One of the reasons why the surface geology and geomorphology of Salisbury Plain is not all that well known is of course down to the presence of extensive tracts of land used for military training.  The military ranges are -- and always were -- a mixed blessing, and most of us would prefer to see a world in which they are not needed.  But -- apart from the areas where the ground surface is smashed up by tanks and other heavy vehicles or blasted by explosives -- much of the land surface is left in a more or less natural state, with abundant locations in which wildlife is able to thrive. 

Many of us would dearly like to know what sarsens (and bluesones?) there may be, littering the land surface inside these ranges, and we would like to know what clues there may be to glacial and periglacial processes........


TONY said...

Brian, you are probably aware of the MOD sponsored Conservation Groups that exist on Salisbury Plain. For instance, the Imber Conservation Group is for Salisbury Plain Training Area(West)
the area from Warminster and Westbury in the west across to the A360 through Tilshead in the east.

The Imber Conservation Group (ICG) has about 150 members. Due to the diversity of conservation interests on the area,there are about a dozen sub-groups. These include, as well as a variety of specialist nature conservation groups, an archaeology sub-group. There is not, however, a geological sub-group, which, in view of the increased interest in the issue of glaciation in relation to Stonehenge and its wider landscape (including, for instance, Boles Long Barrow near Warminster), might appeal to some potential volunteers, were it to be formed.

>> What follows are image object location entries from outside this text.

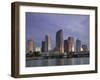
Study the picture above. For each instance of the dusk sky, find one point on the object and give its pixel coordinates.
(40, 24)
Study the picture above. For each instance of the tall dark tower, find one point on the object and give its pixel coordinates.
(30, 46)
(43, 46)
(48, 42)
(70, 44)
(78, 45)
(66, 46)
(59, 41)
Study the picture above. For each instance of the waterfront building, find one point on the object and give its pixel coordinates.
(48, 42)
(43, 46)
(30, 47)
(84, 47)
(70, 43)
(78, 45)
(59, 41)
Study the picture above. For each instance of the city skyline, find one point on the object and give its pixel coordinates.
(40, 24)
(61, 46)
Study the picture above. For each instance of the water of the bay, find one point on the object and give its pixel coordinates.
(56, 61)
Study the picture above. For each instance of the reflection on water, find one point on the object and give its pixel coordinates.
(58, 61)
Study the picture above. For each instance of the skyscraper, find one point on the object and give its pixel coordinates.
(78, 45)
(66, 46)
(70, 44)
(84, 47)
(30, 47)
(59, 41)
(48, 42)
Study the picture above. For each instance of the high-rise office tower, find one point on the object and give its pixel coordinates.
(48, 42)
(59, 41)
(84, 47)
(30, 47)
(66, 46)
(70, 44)
(78, 45)
(43, 46)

The Chairman of the overall Imber Conservation Group is Lieutenant Colonel (Retd) Mike Jelf, FRGS.

It is based at Land Warfare Centre, Warminster BA12 0DJ

BRIAN JOHN said...

Thank you Tony -- useful info. I was a member of the Castlemartin Conservation Group for some years -- keeping an eye on the wildlife (and geology) interests of the tank firing range there. Interesting work!

A couple of years ago I did have some correspondence with some army personnel re specific questions, and found that there is quite a lot on the record. I will have a look back at some of these sources.

I wonder whether Isobel Geddes and some other local geologists would be interested in starting Geology sub-group? There are some folks around who are very knowledgeable.....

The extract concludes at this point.